Je suis tombé par hasard
sur une courte et intéressante interview de Chris Hedges
qui met en lumière sa théorie du déclin de
l’Empire Américain et les illusions et manque de pensée
rationnelle qui l’accompagnent. Les Empires ont tendance à
disparaître en un éclair et leur chute est très
différente du dernier souffle d’une étoile mourante.
La personne qui mène
l’interview semble parvenir sans difficulté à faire
entrer Hedges dans les détails.
J’aimerais ajouter ici une
observation que je me suis faite ce matin lors de la révision de mon
travail sur Sophie Scholl. Le jardinage a la vertu
particulière d’occuper l’esprit.
L’adhérence quasi-frénétique
au parti Nazi à la fin de la guerre, alors qu’il était
évident pour tout observateur rationnel qu’Hitler ne pourrait
pas gagner, est pour le moins remarquable. J’ai été
particulièrement marqué de lire il y a quelques temps que les
‘meutes’ de Nazis qui ont fait rage dans les rues de Berlin en
arrêtant tous les hommes âgés et les petits garçons
qui n’avaient pas joint le Volkssum avant de
les pendre ont continué d’agir même après que les
Russes aient encerclé le Reichstag. Je n’ai jamais pu comprendre
une telle attitude.
‘Le commentateur radio a
annoncé qu’Hitler était sorti de son bunker pour
s’entretenir avec les adolescents de 14 à 16 ans qui
s’étaient portés volontaires pour avoir l’honneur
d’être acceptés dans les rangs de la SS et de mourir pour
leur Führer en défendant Berlin. Quel mensonge cruel ! Ces
garçons ne se sont jamais portés volontaires ! Ils
n’ont simplement pas eu le choix, puisque ceux qui se cachaient
étaient condamnés à mourir par les SS : ‘tout
homme qui n’est pas assez courageux pour combattre doit
mourir’’.
Lorsque plus aucun arbre
n’était disponible, les gens étaient pendus aux
lampadaires. Il y avait des corps pendus partout, militaires comme civils,
hommes ou femmes, citoyens ordinaires exécutés par un petit
groupe de fanatiques. Il semblerait que les Nazis refusaient que les gens
puissent survivre, parce que selon eux, s’ils perdaient la guerre, ce
serait la faute de tout le monde. Les citoyens n’avaient pas
sacrifié assez et ont dû abandonner leur droit à la vie, puisque
seul le gouvernement ne pouvait être considéré comme coupable
de la défaite.
Dorothea von Schwanenfluegel sur la chute de Berlin, 1945.
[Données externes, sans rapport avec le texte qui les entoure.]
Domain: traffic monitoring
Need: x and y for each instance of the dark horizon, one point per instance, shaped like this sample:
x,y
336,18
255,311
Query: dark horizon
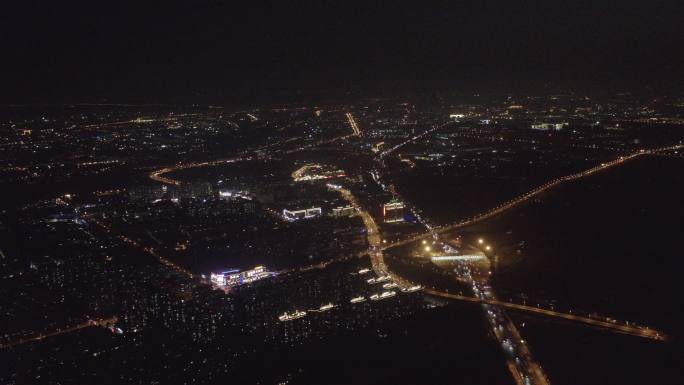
x,y
222,53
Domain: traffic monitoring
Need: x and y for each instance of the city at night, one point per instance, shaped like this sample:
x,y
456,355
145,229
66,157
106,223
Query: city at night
x,y
329,193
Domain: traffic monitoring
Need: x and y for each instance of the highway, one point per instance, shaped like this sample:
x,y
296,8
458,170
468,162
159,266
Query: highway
x,y
90,323
529,195
380,268
410,140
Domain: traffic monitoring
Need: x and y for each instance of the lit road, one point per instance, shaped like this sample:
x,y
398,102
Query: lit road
x,y
352,123
380,268
529,195
638,331
90,323
410,140
158,175
131,242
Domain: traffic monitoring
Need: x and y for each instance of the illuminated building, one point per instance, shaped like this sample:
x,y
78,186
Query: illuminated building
x,y
235,277
393,212
549,126
343,211
310,172
302,214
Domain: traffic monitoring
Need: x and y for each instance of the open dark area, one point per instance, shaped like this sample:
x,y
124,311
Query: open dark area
x,y
327,192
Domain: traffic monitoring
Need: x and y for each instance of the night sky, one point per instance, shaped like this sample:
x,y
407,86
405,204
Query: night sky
x,y
229,50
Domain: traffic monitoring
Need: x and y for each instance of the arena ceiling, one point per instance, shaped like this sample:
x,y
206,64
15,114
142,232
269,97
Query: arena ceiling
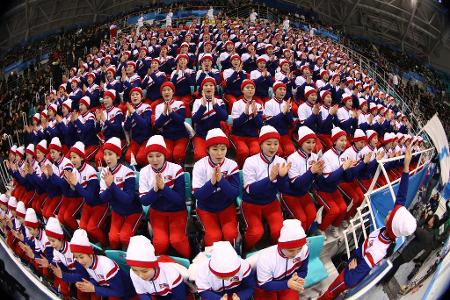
x,y
417,26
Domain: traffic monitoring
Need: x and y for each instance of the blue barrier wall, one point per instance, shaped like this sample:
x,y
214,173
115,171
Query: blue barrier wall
x,y
382,202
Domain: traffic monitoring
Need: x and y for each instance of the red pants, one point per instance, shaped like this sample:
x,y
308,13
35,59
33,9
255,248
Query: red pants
x,y
286,146
355,193
27,197
186,99
229,100
200,150
301,207
122,229
169,228
219,226
90,152
326,140
254,215
287,294
138,151
50,206
245,147
92,220
37,203
68,210
176,150
334,207
335,289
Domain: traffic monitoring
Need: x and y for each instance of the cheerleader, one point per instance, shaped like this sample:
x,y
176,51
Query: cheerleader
x,y
264,176
161,185
117,187
306,166
215,182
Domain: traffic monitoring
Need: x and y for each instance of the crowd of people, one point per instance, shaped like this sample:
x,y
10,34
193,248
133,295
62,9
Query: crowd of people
x,y
112,140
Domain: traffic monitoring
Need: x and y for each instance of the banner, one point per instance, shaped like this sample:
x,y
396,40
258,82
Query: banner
x,y
439,137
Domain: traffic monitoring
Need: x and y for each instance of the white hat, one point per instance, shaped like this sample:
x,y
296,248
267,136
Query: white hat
x,y
156,144
400,223
388,138
113,144
324,93
68,104
4,199
78,148
216,136
268,132
141,253
346,97
371,134
305,133
20,151
86,101
53,107
336,133
55,144
31,218
224,260
21,209
110,93
292,234
53,228
30,149
359,136
80,242
12,203
309,90
42,146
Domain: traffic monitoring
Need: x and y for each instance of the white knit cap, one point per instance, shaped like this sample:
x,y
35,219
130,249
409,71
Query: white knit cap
x,y
156,144
55,144
20,151
216,136
12,203
305,133
86,101
292,234
371,134
336,133
68,104
4,199
141,253
224,260
401,222
53,228
42,146
31,219
113,144
30,149
359,136
21,209
80,242
388,138
309,90
53,107
78,148
268,132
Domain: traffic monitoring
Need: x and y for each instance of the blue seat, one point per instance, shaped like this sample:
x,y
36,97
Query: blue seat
x,y
316,268
182,261
119,257
241,189
375,275
188,191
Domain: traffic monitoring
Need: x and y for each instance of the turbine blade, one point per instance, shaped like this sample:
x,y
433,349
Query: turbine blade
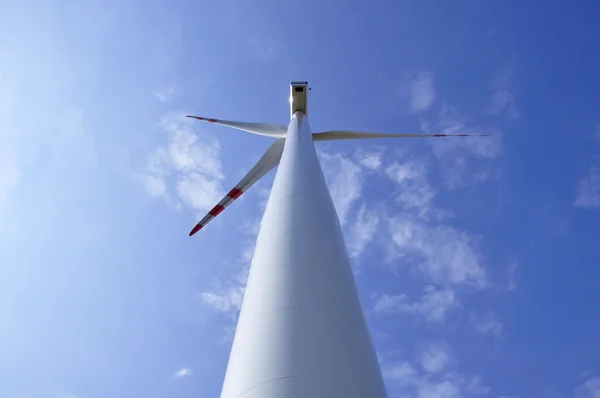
x,y
269,160
268,129
351,135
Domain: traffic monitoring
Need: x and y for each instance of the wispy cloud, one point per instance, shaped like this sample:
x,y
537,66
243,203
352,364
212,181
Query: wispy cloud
x,y
421,91
344,178
432,375
433,306
186,170
362,230
183,372
228,292
588,196
415,192
371,160
443,254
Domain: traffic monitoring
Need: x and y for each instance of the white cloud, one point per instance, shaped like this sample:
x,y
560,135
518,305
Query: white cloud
x,y
503,99
421,91
405,380
362,230
228,294
194,167
344,178
183,372
400,372
589,389
489,324
442,253
433,306
589,190
371,161
415,192
227,300
435,357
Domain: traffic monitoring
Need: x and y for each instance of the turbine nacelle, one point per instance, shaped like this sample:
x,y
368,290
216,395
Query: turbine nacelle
x,y
271,158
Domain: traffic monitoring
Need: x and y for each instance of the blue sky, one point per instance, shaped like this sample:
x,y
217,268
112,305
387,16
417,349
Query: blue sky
x,y
476,260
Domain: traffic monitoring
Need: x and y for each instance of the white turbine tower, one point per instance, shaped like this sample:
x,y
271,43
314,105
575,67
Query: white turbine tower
x,y
301,332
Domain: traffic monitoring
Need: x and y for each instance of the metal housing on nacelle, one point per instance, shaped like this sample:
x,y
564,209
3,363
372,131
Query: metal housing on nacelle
x,y
301,331
298,97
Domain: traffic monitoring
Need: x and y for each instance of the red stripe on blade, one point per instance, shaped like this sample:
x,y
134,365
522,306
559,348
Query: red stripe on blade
x,y
197,228
216,210
235,193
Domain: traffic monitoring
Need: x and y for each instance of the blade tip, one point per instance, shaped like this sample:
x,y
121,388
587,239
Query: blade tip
x,y
197,228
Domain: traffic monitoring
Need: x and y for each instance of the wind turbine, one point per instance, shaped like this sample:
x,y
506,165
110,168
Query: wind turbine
x,y
301,331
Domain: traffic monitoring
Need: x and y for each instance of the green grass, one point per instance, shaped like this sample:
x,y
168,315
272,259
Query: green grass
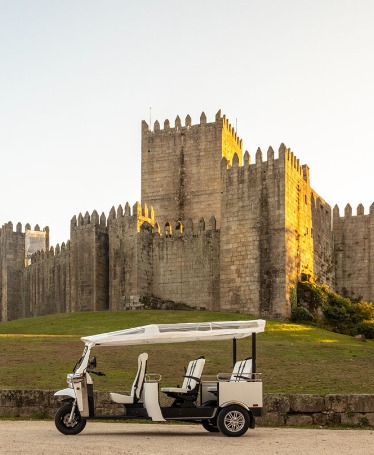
x,y
37,353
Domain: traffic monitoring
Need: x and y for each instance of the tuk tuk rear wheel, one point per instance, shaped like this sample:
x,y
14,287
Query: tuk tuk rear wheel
x,y
62,423
233,420
210,425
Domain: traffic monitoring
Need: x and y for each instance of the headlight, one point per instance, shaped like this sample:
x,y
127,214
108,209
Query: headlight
x,y
73,378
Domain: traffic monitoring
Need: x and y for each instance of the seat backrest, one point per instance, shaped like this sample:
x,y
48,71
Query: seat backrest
x,y
193,373
137,386
242,370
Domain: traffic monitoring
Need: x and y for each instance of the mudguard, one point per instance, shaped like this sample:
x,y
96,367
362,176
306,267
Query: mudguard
x,y
65,392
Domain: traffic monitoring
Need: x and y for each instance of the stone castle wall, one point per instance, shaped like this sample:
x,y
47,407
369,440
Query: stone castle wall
x,y
214,231
354,252
181,167
280,409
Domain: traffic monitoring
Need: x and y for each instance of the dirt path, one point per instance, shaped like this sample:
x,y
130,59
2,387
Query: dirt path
x,y
42,438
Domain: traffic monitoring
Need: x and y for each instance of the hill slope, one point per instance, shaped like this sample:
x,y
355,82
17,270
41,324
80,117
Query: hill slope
x,y
37,353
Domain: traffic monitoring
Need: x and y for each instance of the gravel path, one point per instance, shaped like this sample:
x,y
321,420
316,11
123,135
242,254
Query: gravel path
x,y
42,438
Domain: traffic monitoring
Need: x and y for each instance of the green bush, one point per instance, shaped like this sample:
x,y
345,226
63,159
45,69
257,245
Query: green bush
x,y
301,314
364,328
340,314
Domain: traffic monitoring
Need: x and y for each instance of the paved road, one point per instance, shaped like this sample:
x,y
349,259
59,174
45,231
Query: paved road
x,y
42,438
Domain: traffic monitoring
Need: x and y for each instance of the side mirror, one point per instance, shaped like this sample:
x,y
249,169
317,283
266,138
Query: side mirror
x,y
92,363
Je me suis souvenu du jugement de
Sophie Scholl, et des propos qu’elle a tenus
au juge Roland Freisler lorsqu’il lui hurlait
ses torts à la figure. ‘Vous serez bientôt remis à
votre place’, lui a-t-elle dit. Il échappa ensuite aux mains de
son bourreau à Nuremberg pour succomber sous l’explosion
d’une bombe Alliée en 1945. Lorsque son corps fut amené
à l’hôpital, un agent hospitalier s’est
exclamé : ‘ce n’est que le jugement de Dieu’.
Il fut enterré dans une tombe sans nom, sans cérémonie
et avec personne pour le pleurer. Un peu comme son Führer bien-aimé.
C’est là une
illustration quasi-parfaite de la trappe de la crédibilité.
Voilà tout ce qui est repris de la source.